Our relationship to our fellow Christians radically changes also, when we know who we are, for then we know who they are. I first see my brother just as a human person, who may or may not appeal to me. I always start like that, but then the change. I know who I am, so I know and see who he is. He is Christ to me, even in his human form. More than that, we all have mannerisms, habits, ways of saying and doing things in which we are different from each other, and this can rub each other the wrong way. But since I know that I am as God means me to be, warts and all, so I know my brother is as God means him to be, and we love and accept each other as we are, for we are Christ to each other.
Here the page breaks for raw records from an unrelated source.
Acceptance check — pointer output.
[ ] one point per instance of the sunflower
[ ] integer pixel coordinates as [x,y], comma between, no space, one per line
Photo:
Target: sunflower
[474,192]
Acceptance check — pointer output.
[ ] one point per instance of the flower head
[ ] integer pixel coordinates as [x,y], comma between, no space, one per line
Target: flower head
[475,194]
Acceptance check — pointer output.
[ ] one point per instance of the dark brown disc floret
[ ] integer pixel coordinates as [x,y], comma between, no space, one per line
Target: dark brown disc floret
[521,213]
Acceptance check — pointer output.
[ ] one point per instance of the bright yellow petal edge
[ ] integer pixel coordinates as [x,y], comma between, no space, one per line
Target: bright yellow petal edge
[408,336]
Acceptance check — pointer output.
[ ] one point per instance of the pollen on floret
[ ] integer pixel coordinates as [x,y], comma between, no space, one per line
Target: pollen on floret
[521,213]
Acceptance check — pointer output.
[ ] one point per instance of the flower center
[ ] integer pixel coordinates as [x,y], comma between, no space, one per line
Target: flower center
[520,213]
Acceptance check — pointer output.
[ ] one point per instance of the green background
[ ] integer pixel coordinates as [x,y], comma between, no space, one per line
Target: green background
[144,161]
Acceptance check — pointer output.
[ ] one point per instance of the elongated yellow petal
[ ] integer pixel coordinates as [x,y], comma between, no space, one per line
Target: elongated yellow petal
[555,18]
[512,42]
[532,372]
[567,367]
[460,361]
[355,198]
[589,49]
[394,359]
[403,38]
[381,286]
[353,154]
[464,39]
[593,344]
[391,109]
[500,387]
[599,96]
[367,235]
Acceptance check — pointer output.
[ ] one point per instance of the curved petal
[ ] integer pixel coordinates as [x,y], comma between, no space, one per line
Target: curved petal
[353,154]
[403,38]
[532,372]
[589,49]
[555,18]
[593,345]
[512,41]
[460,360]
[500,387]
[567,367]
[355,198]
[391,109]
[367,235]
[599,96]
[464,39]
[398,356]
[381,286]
And when clay feet appear in us (and they do), in habits that we have which at least appear as flesh turning up, we still say that is how God means my brother at present to be. He will be taking care of any changes that are needed. We are all being "conformed to the image of His Son." My part is to have it fixed in my faith that God is doing that in my brother, as I see Christ perfect in him. That saves me from being judgmental of him. The time may come when the Lord gives me the freedom to talk things over with him. This is where what Jesus said about the mote and beam takes effect. If I have the beam in my eye, it means that I am seeing my brother’s weak spot more vividly than enjoying Christ in him. I cannot then take out his mote. But if my love and esteem of my brother is greater than any lesser shortcomings, and he senses that, then he is likely to hear me about his mote. So this is the beautiful way in which our brother is always Christ to us in his human form; and whenever he is less than that to me and the clay feet are obsessing me, I am the one off-center more than he. I adjust myself to who I am, and I have nothing then which obscures my clear sight of him as who he is. Always the single eye to my brother, as to Christ.